For now, the trajectory is unambiguous. A $1.2 billion valuation, $332 million in capital, Fortune 500 anchor customers, and a category that the entire industry has agreed exists. Five years in, Torq has done what most cybersecurity startups never manage: it has defined the playing field rather than competing on someone else’s.
FAQ: Torq and the AI SOC
What does Torq do?
Torq builds an AI Security Operations Center (AI SOC) platform. It uses autonomous AI agents to triage, investigate, and respond to security alerts at machine speed, replacing the legacy SOAR category. Its flagship AI agent, Socrates, closes approximately 90% of Tier-1 tickets without human intervention.
How much is Torq worth?
As of January 2026, Torq is valued at $1.2 billion following a $140 million Series D round led by Merlin Ventures. Total funding to date is $332 million.
Who are Torq’s customers?
Torq’s published customer roster includes Marriott, PepsiCo, Procter & Gamble, Siemens, Uber, Virgin Atlantic, Blackstone, Rivian, Nubank, Telefonica, ZoomInfo, Chipotle, Agoda, and cybersecurity vendors including Check Point, SentinelOne, Armis, Wiz, and Abnormal Security.
How is Torq different from CrowdStrike or Palo Alto Networks?
Torq operates at the orchestration and response layer of the SOC, while CrowdStrike (EDR) and Palo Alto Networks (network security and XSIAM) operate at the detection layer.
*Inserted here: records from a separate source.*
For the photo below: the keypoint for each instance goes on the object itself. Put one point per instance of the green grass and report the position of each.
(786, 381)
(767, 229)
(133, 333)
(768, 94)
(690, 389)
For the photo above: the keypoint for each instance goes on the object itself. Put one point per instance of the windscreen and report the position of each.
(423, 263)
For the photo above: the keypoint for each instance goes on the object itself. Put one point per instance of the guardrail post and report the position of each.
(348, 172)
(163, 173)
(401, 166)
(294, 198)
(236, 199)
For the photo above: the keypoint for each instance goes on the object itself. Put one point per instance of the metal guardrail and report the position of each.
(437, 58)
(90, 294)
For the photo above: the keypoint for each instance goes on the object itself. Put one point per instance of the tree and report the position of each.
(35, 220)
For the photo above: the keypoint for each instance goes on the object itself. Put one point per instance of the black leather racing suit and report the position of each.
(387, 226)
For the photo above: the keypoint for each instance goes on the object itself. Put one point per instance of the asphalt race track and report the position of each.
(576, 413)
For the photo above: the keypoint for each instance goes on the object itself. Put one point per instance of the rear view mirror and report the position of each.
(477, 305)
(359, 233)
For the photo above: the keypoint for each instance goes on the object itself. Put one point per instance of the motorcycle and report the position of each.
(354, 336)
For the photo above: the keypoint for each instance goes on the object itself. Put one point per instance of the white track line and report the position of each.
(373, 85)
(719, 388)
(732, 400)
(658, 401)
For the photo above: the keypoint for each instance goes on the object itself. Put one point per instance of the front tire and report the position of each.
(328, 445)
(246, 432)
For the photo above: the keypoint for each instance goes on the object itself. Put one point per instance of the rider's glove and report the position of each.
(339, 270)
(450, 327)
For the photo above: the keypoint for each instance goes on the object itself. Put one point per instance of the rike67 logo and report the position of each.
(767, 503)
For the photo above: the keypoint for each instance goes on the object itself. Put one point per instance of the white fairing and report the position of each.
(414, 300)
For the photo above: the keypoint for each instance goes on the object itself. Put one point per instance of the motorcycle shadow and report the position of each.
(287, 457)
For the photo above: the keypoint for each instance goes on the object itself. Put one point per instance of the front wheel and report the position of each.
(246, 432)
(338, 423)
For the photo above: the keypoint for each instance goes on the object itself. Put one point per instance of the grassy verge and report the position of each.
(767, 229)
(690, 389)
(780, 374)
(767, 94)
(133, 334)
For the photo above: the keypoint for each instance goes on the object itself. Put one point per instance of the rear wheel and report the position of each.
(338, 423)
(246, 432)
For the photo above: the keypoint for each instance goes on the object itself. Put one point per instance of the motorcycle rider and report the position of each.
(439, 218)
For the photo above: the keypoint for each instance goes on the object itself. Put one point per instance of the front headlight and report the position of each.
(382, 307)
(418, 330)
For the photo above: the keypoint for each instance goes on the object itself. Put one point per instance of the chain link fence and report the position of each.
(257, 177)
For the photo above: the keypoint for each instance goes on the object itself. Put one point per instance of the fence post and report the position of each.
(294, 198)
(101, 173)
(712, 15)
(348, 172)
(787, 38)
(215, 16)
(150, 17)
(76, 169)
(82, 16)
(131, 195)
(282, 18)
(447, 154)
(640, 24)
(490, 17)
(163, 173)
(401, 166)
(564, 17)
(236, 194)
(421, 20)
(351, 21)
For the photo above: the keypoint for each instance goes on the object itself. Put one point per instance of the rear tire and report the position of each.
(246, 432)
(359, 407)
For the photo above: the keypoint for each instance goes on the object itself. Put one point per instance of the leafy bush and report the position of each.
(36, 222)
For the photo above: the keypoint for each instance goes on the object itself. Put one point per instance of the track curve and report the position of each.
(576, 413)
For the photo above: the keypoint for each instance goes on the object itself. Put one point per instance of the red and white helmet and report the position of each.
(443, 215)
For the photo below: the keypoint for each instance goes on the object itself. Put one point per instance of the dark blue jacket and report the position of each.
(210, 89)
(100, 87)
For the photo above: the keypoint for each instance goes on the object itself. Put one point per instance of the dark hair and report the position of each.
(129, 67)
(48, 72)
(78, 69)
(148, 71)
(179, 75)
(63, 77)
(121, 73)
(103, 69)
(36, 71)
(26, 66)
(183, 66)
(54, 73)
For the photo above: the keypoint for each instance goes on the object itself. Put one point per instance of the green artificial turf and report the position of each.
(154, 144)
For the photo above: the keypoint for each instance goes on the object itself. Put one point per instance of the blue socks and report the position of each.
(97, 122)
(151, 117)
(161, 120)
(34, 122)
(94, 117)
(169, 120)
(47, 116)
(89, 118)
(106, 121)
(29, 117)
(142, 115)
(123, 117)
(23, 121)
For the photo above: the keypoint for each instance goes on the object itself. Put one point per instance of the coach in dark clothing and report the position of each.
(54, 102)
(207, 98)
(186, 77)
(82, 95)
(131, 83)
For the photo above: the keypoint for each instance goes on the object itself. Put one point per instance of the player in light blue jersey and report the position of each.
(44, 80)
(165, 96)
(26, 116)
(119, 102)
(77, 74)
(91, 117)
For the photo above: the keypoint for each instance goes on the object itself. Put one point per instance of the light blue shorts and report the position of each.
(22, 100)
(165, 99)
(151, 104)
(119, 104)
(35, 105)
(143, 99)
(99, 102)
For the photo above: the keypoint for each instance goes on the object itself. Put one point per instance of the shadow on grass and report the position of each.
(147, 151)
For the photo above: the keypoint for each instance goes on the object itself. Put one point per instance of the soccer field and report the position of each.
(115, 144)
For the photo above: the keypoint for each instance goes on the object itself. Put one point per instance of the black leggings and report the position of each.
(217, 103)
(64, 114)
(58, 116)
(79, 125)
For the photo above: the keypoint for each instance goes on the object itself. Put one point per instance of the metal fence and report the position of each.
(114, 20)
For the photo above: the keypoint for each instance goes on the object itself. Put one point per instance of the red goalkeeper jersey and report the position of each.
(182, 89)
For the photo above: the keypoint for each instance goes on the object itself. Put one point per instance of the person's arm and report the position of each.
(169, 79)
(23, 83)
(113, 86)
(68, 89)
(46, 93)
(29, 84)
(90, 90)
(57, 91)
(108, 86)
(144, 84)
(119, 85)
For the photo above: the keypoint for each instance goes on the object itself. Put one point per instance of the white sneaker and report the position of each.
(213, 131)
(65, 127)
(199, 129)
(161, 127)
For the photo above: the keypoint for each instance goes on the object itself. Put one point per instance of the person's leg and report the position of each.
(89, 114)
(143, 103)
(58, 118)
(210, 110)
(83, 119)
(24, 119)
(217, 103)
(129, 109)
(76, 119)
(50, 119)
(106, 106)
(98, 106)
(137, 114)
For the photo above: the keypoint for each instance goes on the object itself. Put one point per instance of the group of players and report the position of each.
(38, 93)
Most enterprises run Torq alongside these vendors, using Torq to automate response to alerts generated by them.
What is an AI SOC?
An AI Security Operations Center (AI SOC) is a SOC where autonomous AI agents handle the majority of alert triage, investigation, and routine remediation, with human analysts focused on escalations and strategic work. The category is being actively defined by Torq, with competing approaches from Palo Alto Networks, CrowdStrike, and a new wave of specialized startups.
Is Torq going public?
Torq has not publicly announced IPO plans. The January 2026 Series D round at a $1.2 billion valuation gives the company multi-year runway to scale before any public listing decision.